As confided to a neighbor’s servant by the garrulous midwife, who had then in turn told anyone who would listen, Sanaubar had taken one glance at the baby in Ali’s arms, seen the cleft lip, and barked a bitter laughter.

“There,” she had said. “Now you have your own idiot child to do all your smiling for you!” She had refused to even hold Hassan, and just five days later, she was gone.

Baba hired the same nursing woman who had fed me to nurse Hassan. Ali told us she was a blue-eyed Hazara woman from Bamiyan, the city of the giant Buddha statues. “What a sweet singing voice she had,” he used to say to us.

What did she sing, Hassan and I always asked, though we already knew – Ali had told us countless times. We just wanted to hear Ali sing.

He’d clear his throat and begin:

On a high mountain I stood,

And cried the name of Ali, Lion of God.

O Ali, Lion of God, King of Men,

Bring joy to our sorrowful hearts.

Then he would remind us that there was a brotherhood between people who had fed from the same breast, a kinship that not even time could break.

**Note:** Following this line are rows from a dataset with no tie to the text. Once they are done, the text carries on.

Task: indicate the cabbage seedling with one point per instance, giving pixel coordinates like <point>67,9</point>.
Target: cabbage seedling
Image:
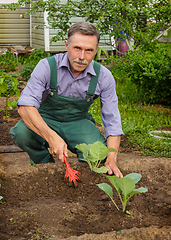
<point>125,187</point>
<point>94,154</point>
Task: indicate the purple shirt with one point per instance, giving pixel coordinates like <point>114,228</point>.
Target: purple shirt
<point>37,89</point>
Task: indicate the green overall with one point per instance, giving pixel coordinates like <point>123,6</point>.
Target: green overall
<point>68,117</point>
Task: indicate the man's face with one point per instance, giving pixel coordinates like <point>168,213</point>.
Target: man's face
<point>81,50</point>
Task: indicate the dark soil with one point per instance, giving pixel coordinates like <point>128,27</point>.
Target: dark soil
<point>38,204</point>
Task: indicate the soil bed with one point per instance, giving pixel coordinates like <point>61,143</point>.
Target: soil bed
<point>38,203</point>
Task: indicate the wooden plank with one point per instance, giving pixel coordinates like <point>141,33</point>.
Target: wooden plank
<point>37,46</point>
<point>17,11</point>
<point>14,26</point>
<point>38,36</point>
<point>37,42</point>
<point>15,21</point>
<point>14,36</point>
<point>15,41</point>
<point>13,16</point>
<point>13,31</point>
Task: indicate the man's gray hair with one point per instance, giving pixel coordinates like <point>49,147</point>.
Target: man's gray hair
<point>84,28</point>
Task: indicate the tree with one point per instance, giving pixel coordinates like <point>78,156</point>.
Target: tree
<point>137,21</point>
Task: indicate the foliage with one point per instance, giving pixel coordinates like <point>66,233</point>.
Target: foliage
<point>1,196</point>
<point>125,187</point>
<point>35,56</point>
<point>137,121</point>
<point>26,71</point>
<point>94,154</point>
<point>149,71</point>
<point>8,88</point>
<point>99,52</point>
<point>30,62</point>
<point>120,18</point>
<point>8,62</point>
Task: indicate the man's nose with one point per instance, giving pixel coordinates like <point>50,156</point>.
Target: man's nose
<point>82,54</point>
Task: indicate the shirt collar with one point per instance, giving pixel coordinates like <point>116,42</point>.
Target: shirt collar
<point>65,63</point>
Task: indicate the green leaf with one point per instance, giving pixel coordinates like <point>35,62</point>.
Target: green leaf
<point>98,151</point>
<point>12,104</point>
<point>102,169</point>
<point>134,176</point>
<point>137,191</point>
<point>3,88</point>
<point>106,188</point>
<point>83,148</point>
<point>126,185</point>
<point>113,179</point>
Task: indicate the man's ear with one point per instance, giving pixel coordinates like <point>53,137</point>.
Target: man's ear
<point>66,45</point>
<point>97,49</point>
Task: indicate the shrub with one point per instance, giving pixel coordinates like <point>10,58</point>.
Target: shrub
<point>8,62</point>
<point>149,70</point>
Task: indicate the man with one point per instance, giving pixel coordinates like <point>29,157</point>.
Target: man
<point>54,105</point>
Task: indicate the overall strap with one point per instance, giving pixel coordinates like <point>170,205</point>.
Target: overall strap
<point>94,79</point>
<point>53,70</point>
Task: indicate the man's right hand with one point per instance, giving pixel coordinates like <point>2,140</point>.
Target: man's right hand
<point>57,146</point>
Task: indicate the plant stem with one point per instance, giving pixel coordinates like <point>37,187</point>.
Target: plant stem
<point>6,106</point>
<point>115,204</point>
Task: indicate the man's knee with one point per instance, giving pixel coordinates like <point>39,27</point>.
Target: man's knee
<point>20,133</point>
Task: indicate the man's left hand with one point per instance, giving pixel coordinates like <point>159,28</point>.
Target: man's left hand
<point>113,169</point>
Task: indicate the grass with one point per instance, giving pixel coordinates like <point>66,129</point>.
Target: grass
<point>138,120</point>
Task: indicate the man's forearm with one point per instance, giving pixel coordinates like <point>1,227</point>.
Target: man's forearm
<point>113,142</point>
<point>34,121</point>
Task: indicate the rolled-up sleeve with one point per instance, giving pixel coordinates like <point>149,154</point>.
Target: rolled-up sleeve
<point>37,87</point>
<point>109,106</point>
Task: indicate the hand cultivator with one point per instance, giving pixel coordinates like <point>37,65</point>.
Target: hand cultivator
<point>71,174</point>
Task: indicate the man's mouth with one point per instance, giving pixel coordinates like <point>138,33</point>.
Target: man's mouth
<point>81,62</point>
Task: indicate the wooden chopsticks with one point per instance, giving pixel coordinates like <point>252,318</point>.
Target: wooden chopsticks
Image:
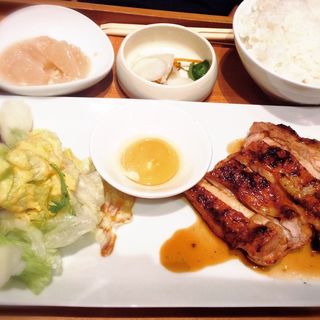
<point>123,29</point>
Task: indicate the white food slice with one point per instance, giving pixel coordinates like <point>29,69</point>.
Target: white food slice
<point>154,67</point>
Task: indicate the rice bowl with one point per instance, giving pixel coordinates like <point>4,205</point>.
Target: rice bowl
<point>280,56</point>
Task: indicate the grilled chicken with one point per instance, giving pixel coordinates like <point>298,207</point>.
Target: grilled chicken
<point>306,151</point>
<point>261,239</point>
<point>281,167</point>
<point>264,199</point>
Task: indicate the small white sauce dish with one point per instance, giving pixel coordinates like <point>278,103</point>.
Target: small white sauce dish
<point>165,38</point>
<point>125,124</point>
<point>59,23</point>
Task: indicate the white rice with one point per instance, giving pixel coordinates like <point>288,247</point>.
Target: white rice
<point>284,35</point>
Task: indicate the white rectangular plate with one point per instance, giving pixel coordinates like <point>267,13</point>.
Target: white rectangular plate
<point>133,275</point>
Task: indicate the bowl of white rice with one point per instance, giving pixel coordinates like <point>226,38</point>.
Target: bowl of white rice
<point>278,43</point>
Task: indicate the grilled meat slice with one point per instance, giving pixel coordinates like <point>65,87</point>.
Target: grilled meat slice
<point>263,240</point>
<point>280,166</point>
<point>263,197</point>
<point>306,151</point>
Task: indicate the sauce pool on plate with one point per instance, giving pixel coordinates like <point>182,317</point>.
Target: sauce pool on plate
<point>196,247</point>
<point>150,161</point>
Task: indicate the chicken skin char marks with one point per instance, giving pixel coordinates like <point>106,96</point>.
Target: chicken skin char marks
<point>268,185</point>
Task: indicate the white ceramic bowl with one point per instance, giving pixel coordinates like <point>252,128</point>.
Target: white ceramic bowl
<point>125,124</point>
<point>271,83</point>
<point>165,38</point>
<point>59,23</point>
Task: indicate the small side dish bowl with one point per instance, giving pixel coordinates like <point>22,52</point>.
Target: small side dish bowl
<point>279,87</point>
<point>158,39</point>
<point>59,23</point>
<point>123,125</point>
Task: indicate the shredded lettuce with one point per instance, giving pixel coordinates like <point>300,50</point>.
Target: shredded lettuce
<point>64,202</point>
<point>23,255</point>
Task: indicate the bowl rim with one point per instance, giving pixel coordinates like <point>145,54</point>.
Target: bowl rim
<point>159,86</point>
<point>146,192</point>
<point>69,86</point>
<point>236,27</point>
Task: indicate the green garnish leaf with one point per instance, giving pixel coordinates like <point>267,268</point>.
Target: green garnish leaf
<point>198,70</point>
<point>64,201</point>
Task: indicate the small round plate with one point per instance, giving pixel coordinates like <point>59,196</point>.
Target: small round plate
<point>125,124</point>
<point>59,23</point>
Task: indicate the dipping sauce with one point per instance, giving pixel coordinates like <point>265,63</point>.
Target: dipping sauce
<point>150,161</point>
<point>42,60</point>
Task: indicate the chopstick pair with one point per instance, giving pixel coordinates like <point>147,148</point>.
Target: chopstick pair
<point>212,34</point>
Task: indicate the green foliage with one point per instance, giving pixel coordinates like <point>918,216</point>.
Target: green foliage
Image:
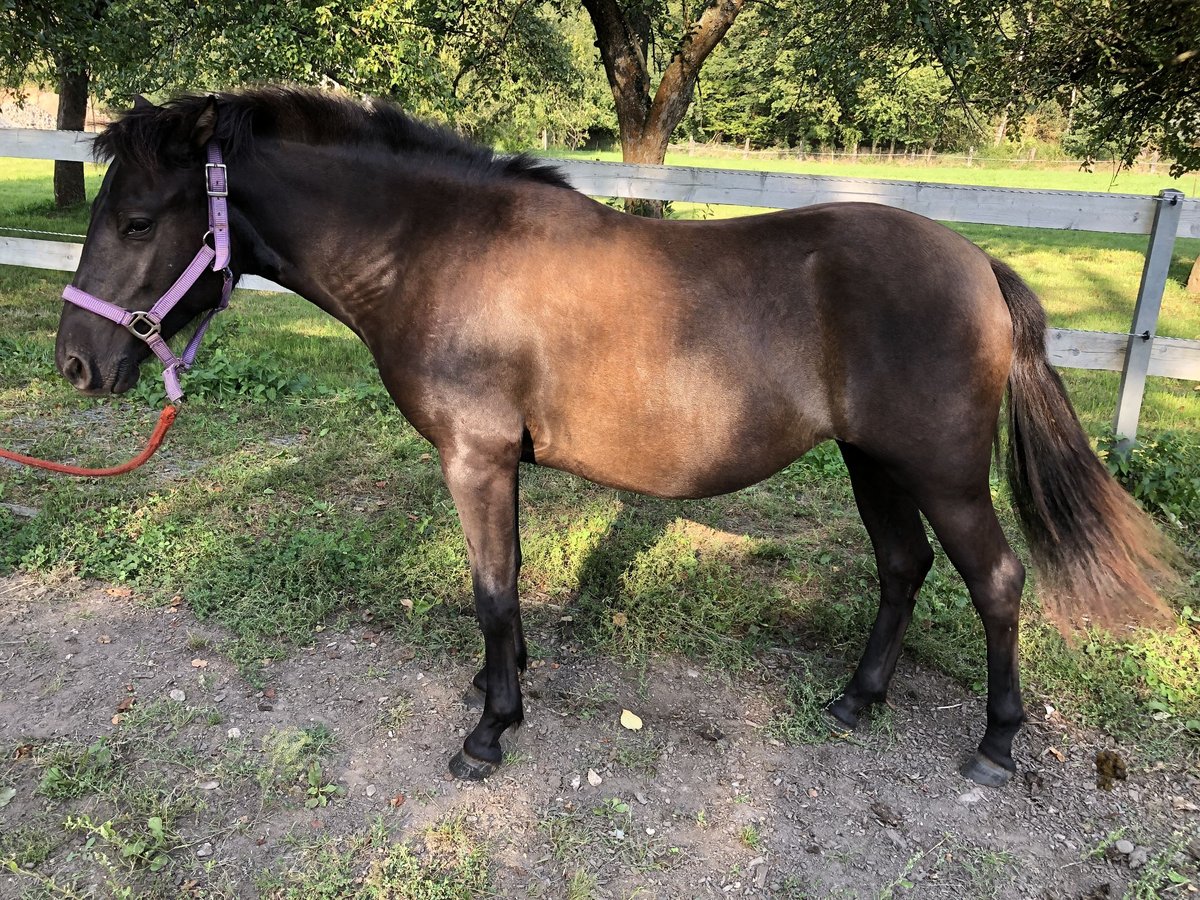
<point>70,771</point>
<point>1162,472</point>
<point>149,846</point>
<point>803,718</point>
<point>220,375</point>
<point>447,863</point>
<point>319,791</point>
<point>293,755</point>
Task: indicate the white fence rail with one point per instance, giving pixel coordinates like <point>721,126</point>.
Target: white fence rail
<point>1137,354</point>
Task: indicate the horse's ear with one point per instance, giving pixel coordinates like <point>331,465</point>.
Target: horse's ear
<point>192,132</point>
<point>205,124</point>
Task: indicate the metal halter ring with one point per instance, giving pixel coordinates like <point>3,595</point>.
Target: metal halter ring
<point>143,325</point>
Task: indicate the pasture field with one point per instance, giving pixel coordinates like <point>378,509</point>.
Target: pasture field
<point>988,173</point>
<point>294,520</point>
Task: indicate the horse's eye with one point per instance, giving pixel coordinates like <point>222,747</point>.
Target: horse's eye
<point>137,228</point>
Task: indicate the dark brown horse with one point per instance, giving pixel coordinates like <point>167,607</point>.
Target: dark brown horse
<point>514,319</point>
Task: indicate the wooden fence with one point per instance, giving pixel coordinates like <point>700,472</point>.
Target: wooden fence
<point>1137,354</point>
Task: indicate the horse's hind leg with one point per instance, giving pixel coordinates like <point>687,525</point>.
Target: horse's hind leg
<point>966,526</point>
<point>903,557</point>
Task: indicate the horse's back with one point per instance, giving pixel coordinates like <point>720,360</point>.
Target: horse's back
<point>690,359</point>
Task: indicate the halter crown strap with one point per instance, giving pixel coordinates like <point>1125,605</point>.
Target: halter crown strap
<point>147,324</point>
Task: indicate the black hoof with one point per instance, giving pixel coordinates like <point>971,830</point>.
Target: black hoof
<point>984,772</point>
<point>468,768</point>
<point>843,712</point>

Hassan and I fed from the same breasts. We took our first steps on the same lawn in the same yard. And, under the same roof, we spoke our first words.

Mine was Baba.

His was Amir. My name.

Looking back on it now, I think the foundation for what happened in the winter of 1975 – and all that followed – was already laid in those first words.

THREE

Lore has it my father once wrestled a black bear in Baluchistan with his bare hands. If the story had been about anyone else, it would have been dismissed as laaf, that Afghan tendency to exaggerate – sadly, almost a national affliction; if someone bragged that his son was a doctor, chances were the kid had once passed a biology test in high school. But no one ever doubted the veracity of any story about Baba. And if they did, well, Baba did have those three parallel scars coursing a jagged path down his back. I have imagined Baba’s wrestling match countless times, even dreamed about it. And in those dreams, I can never tell Baba from the bear.